In the century since then, many artists have been beguiled by the noisy silence of Picasso’s guitar. Consider, for example, the great Venezuelan sculptor Gego, born Gertrud Goldschmidt in Hamburg, Germany, in 1912, just when Picasso was “in the process of imagining” his new instrument, and who died in Caracas in 1994. A small but wonderful exhibition of her work, “Gego: Autobiography of a Line,” was recently on view at the Dominique Lévy Gallery in New York. Picasso was first among her inspirations, as is clear not only from the form but from the very title of the small, wall-mounted sculptures she called Dibujos sin papel, or “Drawings Without Paper.” (It was Daniel-Henry Kahnweiler who coined the felicitous and now-familiar phrase “drawing in space” for the freestanding figures in iron wire that Picasso was making around 1928, when he was trying to fulfill a commission for a memorial to Apollinaire. His proposals were never accepted.) Gego’s Dibujos sin papel are intimate, tender, and witty; they perhaps give little evidence of her understanding that the idea of drawing in space could extend much further than Picasso’s ever did in the direction that Kahnweiler intuited as its ultimate upshot, namely the “creation of spaces” on an architectural scale. It’s understandable that the exhibition at the Lévy Gallery could not include one of Gego’s Reticuláreas, the room-filling, space-transforming nets of metal wire that she began making in 1969 and continued through 1982. (There were some watercolors and drawings related to these works on view, however.) But just as enchanting is the series of Chorros, wire sculptures hanging freely from the ceiling, which she produced in 1970–71. The Spanish word means something like “flows” or “streams,” and the works do communicate an energy that might make you think of a shower of metal; but really, in light of the Picasso show, they are like nothing so much as the Spaniard’s metal guitar strings, no longer holding together an improvisationally constructed box but instead dangling like wind chimes.

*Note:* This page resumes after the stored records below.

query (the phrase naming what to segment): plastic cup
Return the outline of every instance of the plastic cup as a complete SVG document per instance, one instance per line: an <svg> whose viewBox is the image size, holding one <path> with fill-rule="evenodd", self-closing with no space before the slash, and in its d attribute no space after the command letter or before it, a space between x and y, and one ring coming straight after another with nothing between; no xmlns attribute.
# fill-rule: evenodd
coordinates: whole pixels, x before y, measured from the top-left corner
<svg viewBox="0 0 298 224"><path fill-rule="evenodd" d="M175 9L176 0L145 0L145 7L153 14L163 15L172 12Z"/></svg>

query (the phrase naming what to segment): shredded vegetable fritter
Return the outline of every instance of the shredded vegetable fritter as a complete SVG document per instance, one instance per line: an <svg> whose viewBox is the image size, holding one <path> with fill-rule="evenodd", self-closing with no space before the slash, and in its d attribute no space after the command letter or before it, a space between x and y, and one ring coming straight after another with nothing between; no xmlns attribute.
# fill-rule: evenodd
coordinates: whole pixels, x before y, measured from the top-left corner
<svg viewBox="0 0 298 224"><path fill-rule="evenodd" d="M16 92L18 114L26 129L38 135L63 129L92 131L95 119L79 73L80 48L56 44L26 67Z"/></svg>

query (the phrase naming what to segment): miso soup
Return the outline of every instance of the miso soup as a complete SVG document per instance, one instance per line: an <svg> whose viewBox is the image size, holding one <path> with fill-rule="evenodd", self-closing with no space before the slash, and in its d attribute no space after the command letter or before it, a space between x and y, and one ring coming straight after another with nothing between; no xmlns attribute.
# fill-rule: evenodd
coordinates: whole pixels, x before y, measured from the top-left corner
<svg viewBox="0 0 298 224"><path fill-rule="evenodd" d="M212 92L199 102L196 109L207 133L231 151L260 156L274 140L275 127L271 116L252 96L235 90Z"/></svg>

A different side of Picasso’s continuing influence can be seen at the Anton Kern Gallery, also in New York, where Mark Grotjahn’s exhibition “Painted Sculpture” is on view through October 29. Here, you might think of Picasso’s Glass of Absinthe, modeled in wax and cast in bronze in an edition of six (with a real absinthe spoon cobbled to each) but then each painted differently. For his works at Kern, Grotjahn, a Los Angeles–based artist, has taken large cardboard boxes as his starting point, gouged three holes in them for eyes and mouth, and appended a long tube (sometimes two) to create a Pinocchio-style nose. If art is fiction, isn’t it a kind of lie? He’s made multiple casts of his rectangular cardboard “masks” in bronze and then used them as canvases for some energetically messy abstract painting that’s often woven together with a lot more subtlety than it seems. The inspiration of masks is an evident commonality with Picasso, but an even more significant connection may be with the cardboard that Picasso used for the deconstructed bodies of his guitars. A box with holes in it is a resonator. Art is still looking for its own ways to make a big noise.

Denning, I suspect, would look askance at connecting his musical heroes—the likes of Louis Armstrong, the Sexteto Habanero, and Umm Kulthum—with a high-art icon like Picasso, let alone his more recent progeny. (Curiously, Kru sailors—members of the same group of West African tribes as the maker of the mask that inspired Picasso—are recurrent though individually anonymous protagonists in Denning’s book for their role in spreading a “trademark two-finger guitar style” around the continent.) Part of what Denning loves about the makers of samba, kroncong, and hula is that they were workers, members of an underclass heralding the coming collapse of colonialism—not representatives of the metropolitan cultures whose dominance was, at least to some extent, shaken in the course of the last century. I understand the difference, but I think there were some secret accords being sounded in the dissonant tones of the new art and music.